Estimation Mode#
ActivitySim includes the ability to re-estimate submodels using choice model estimation
tools. It is possible to output the data needed for estimation and then use more or less
any parameter estimation tool to find the best-fitting parameters for each model, but
ActivitySim has a built-in integration with the larch
package, which is an open source Python package for estimating discrete choice models.
Estimation Workflow, Summarized#
The general workflow for estimating models is shown in the following figures and explained in more detail below.
First, the user converts their household travel survey into ActivitySim-format households, persons, tours, joint tour participants, and trip tables. The households and persons tables must have the same fields as the synthetic population input tables since the surveyed households and persons will be run through the same set of submodels as the simulated households and persons.
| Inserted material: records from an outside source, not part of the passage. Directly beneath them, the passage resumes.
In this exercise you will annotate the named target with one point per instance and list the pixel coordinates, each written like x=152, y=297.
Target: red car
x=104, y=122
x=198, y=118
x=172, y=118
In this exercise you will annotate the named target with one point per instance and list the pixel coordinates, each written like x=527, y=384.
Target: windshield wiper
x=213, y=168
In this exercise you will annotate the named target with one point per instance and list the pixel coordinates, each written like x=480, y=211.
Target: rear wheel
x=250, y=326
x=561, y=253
The ActivitySim estimation example scripts\infer.py
module reads the ActivitySim-format household travel survey files and checks for
inconsistencies in the input tables versus the model design, and calculates
additional fields such as the household joint tour frequency based on the trips
and joint tour participants table. Survey households and persons observed choices
much match the model design (i.e. a person cannot have more work tours than the model
allows).
ActivitySim is then run in estimation mode to read the ActivitySim-format travel survey files, and apply the ActivitySim submodels to write estimation data bundles (EDBs) that contains the model utility specifications, coefficients, chooser data, and alternatives data for each submodel.
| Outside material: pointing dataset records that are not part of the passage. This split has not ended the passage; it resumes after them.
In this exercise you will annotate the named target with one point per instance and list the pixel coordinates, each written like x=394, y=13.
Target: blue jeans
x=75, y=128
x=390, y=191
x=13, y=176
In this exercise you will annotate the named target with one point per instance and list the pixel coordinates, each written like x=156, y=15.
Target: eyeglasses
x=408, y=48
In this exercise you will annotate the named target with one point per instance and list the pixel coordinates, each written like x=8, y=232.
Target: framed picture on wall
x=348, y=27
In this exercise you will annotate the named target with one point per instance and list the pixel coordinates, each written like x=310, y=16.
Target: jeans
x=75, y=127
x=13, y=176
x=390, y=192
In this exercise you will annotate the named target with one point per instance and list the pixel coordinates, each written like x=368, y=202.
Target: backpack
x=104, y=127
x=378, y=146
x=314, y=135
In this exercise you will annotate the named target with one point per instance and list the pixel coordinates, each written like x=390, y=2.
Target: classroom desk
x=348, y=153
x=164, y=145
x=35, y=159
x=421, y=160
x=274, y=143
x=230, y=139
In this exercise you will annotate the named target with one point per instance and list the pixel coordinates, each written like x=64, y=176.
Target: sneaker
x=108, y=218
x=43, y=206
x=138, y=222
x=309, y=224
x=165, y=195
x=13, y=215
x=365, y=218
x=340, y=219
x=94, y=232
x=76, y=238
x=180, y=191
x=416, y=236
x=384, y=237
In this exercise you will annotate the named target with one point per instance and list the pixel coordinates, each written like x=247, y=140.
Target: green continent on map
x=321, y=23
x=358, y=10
The relevant EDBs are read and transformed into the format required by the model
estimation tool (i.e. larch) and then the coefficients are re-estimated. The
activitysim.estimation.larch
library is included for integration with larch
and there is a Jupyter Notebook estimation example for most core submodels.
Certain kinds of changes to the model specification are allowed during the estimation
process, as long as the required data fields are present in the EDB. For example,
the user can add new expressions that transform existing data, such as converting
a continuous variable into a categorical variable, a polynomial transform, or a
piecewise linear form. More intensive changes to the model specification, such as
adding data that is not in the EDB, or adding new alternatives, are generally not
possible without re-running the estimation mode to write a new EDB.
Based on the results of the estimation, the user can then update the model specification and coefficients file(s) for the estimated submodel.